As I crested the Hill at Heartbreak (and ran over the next mini hill, what a place for another incline!) I was focused on only one thing: making it to mile 25. Most marathon runners, if they are doing it right, are hurting by this time, and thinking only of the finish line. That could wait for me. I just wanted to make it to that iconic symbol of this marathon, the CITGO sign, where Larry was waiting to take a picture of me. I was ready to pose, just like we had practiced the day before.

Hours before I arrived at mile 25, Larry shot amazing pictures of the elites racing towards the finish. He didn't know it at the time, but he just snapped a photo that would make history, of Geoffrey Mutai, who was minutes away from running the fastest marathon in the world, in 2:03:02. It is a Sports Illustrated Magazine quality photo. And unlike me at mile 25, Geoffrey Mutai was not posing for Larry!

The CITGO sign at mile 25 was my landmark. All I had to do, I told myself after running 23 miles, when fatigue and soreness set in and my legs became heavier, was make it to that large white sign, with the amber triangle in the middle and the large capital letters "CITGO" at the bottom, beckoning to me. A marathon is 26.2 miles, but I figured if I could make it to mile 25, the last mile and 2/10ths, a gentle downhill, would practically run itself.

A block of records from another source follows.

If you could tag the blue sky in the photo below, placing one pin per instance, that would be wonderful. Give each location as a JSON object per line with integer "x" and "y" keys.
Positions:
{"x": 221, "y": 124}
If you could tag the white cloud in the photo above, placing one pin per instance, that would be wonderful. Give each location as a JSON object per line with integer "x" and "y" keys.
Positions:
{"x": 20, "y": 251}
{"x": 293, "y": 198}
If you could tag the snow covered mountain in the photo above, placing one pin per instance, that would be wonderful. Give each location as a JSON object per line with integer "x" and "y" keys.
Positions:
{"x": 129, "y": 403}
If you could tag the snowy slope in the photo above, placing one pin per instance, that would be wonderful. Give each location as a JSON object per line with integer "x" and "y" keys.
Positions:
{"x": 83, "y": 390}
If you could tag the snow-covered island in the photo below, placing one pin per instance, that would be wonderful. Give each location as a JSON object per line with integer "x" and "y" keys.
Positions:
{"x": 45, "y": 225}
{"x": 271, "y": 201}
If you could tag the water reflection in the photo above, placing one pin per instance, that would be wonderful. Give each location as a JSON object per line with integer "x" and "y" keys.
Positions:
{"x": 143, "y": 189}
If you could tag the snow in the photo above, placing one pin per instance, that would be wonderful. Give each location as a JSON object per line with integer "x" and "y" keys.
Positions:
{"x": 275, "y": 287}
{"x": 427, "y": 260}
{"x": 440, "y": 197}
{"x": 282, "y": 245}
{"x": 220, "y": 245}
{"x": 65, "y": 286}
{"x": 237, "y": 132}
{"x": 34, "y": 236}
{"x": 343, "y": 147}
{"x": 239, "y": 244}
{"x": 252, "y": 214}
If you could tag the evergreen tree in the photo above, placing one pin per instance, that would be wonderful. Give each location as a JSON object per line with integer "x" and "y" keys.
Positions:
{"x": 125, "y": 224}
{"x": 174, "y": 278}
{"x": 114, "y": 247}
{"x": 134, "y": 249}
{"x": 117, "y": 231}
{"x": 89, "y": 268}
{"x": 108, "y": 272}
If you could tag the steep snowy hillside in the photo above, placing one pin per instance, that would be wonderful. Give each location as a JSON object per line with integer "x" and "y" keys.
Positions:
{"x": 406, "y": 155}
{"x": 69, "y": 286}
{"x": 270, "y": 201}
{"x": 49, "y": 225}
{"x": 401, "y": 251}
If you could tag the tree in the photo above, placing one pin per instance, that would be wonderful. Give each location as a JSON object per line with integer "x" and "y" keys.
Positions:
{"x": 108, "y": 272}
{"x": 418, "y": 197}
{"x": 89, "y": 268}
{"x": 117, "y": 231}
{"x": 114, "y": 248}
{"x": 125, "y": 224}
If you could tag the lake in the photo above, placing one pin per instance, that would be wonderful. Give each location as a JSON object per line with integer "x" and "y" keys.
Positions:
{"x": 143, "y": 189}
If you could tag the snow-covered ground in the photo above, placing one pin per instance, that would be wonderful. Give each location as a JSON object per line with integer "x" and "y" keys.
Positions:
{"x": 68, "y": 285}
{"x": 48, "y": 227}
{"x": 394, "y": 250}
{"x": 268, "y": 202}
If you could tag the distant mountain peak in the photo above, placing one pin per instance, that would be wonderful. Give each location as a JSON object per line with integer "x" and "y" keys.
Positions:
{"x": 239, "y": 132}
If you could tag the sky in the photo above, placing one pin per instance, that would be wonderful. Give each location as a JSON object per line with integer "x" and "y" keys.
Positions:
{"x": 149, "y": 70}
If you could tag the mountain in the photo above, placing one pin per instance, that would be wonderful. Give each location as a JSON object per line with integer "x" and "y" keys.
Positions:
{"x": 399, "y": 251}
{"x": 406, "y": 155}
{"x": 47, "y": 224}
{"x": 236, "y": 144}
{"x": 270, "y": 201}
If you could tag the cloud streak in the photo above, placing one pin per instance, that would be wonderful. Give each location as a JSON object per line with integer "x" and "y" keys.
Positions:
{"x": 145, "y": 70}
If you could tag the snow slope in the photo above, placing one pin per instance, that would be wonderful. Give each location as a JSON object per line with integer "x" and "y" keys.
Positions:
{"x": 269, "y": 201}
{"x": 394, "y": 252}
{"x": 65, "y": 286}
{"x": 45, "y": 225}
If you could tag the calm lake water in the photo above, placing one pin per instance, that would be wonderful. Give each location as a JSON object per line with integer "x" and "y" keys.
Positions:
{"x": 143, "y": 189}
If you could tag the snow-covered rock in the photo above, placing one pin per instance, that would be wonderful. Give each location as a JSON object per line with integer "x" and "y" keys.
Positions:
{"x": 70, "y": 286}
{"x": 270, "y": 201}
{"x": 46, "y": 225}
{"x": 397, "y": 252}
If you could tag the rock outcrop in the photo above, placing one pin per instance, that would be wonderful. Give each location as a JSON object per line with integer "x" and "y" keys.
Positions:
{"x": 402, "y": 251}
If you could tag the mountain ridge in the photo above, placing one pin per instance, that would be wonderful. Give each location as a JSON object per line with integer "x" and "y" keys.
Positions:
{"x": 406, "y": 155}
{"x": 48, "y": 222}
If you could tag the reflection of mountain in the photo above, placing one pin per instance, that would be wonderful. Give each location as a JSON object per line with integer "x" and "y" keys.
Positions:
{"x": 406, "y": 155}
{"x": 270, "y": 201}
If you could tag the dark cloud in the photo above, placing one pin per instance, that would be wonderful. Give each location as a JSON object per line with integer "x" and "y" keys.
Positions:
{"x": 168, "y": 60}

Then there it was, that large square sign, almost beaming at me about a mile ahead. I kept running, ignoring the protestations of my weary legs. Right past the sign, my hero who wore the yellow shirt at my bedside in Barcelona was standing at the side of the road, snapping pictures of me while I smiled and realized I had almost done it, run the entire Boston Marathon. I no longer felt tired; I was exhilarated. I kept running, and the screams of the spectators, lined 5 deep on either side of the road, kept me going as I ran towards the finish line of the Greatest Marathon in the World.